Moving the goal: How the edge services observability game has changed

September 20, 2024

An Intellyx BrainBlog by Jason English, for Hydrolix

We’ve been talking about ‘the edge’ for quite a while now. Before microservices, before cloud, before virtual networks, and even before the Y2K panic, there was a notion of edge computing as a means to higher performance.

Early-to-market edge computing services like Akamai offered access to geographically closer points of presence with lower latency, so businesses could cache website content, ‘hot’ data, and computational functions that would benefit customers with more responsiveness. That basic value proposition hasn’t changed.

However, thanks to the proliferation of hybrid cloud environments, streaming data, and smart devices, the modern edge services game is being played on an entirely different field, one without boundaries or standardized rules. It almost seems futile to set goals for improved application performance or availability across multiple content delivery networks (CDNs), when there are so many dimensions of observability data to keep track of.

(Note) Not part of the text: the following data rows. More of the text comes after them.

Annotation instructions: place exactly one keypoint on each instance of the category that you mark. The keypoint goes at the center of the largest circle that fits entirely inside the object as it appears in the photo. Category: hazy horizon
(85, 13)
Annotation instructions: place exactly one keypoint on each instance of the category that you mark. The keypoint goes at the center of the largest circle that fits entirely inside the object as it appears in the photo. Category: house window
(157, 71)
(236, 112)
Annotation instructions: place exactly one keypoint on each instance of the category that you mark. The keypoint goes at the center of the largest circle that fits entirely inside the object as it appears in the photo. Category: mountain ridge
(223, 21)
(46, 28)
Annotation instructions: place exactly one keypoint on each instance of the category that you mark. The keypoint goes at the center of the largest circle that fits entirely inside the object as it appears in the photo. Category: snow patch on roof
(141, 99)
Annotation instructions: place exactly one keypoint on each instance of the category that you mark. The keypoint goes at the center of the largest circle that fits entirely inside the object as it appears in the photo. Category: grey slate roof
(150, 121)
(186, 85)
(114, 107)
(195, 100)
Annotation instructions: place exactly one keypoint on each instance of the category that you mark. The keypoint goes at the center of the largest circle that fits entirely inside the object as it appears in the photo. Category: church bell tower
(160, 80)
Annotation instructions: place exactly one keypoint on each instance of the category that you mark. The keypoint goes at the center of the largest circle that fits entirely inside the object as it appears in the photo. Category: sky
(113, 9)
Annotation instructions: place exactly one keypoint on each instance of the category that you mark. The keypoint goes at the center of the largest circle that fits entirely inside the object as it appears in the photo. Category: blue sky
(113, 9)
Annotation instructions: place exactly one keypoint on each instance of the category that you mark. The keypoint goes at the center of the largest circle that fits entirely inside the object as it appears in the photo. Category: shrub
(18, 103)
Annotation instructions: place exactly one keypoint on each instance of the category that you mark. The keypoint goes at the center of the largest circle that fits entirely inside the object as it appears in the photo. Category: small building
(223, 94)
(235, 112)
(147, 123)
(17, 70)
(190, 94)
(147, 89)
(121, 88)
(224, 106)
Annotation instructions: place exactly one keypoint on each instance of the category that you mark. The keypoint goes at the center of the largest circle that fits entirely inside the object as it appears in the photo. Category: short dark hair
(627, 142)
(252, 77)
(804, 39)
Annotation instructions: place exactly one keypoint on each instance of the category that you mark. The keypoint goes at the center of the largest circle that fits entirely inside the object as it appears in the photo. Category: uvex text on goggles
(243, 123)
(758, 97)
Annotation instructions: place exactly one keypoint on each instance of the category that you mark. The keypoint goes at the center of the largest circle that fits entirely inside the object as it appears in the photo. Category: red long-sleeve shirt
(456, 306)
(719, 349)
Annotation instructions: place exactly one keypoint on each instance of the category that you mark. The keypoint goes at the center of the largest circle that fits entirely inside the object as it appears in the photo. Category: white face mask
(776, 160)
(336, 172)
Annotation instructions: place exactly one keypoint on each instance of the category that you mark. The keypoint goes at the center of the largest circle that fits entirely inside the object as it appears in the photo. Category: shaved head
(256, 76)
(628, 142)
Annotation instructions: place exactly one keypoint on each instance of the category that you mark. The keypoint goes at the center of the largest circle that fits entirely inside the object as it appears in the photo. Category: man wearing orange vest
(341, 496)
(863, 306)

The log jam of too many CDN and edge data sources

Merely looking at average page load and query response times with traditional monitoring tools provides little context into the root causes of performance problems. Modern observability platforms arose to resolve this challenge, providing deeper performance metrics and trend lines across servers in the datacenter and cloud infrastructures.

A data log jam started developing when organizations started leaning on observability and SIEM platforms more heavily to gather insights from all distributed services across the IT estate. Since observability software vendors weren’t really set up to efficiently process and store huge volumes of event data, many end customers saw their platform storage costs multiply rapidly.

Cloud data warehouses and data lakes scaled up to answer the data volume problem with lower incremental costs, to great commercial success. By filtering event data with time-based intervals, and prioritizing the storage of log data into hot, warm, and cold availability tiers, observability efforts reached a better balance of system health visibility versus cloud cost.

Alongside innovations in microservices and cloud native architectures, improved system-wide observability helped software delivery teams make incredible strides toward improving scalability and performance. As developers and SREs started honing in on performance bottlenecks, they started looking to remote edge networks and CDNs such as Cloudfront and Fastly to bring systems and data closer to end users.

The benefits of edge services for responsive customer experiences comes with a significant side effect: the difficulty of dealing with a massive flood of inconsistent log data and machine-to-machine events from multiple CDNs and endpoints.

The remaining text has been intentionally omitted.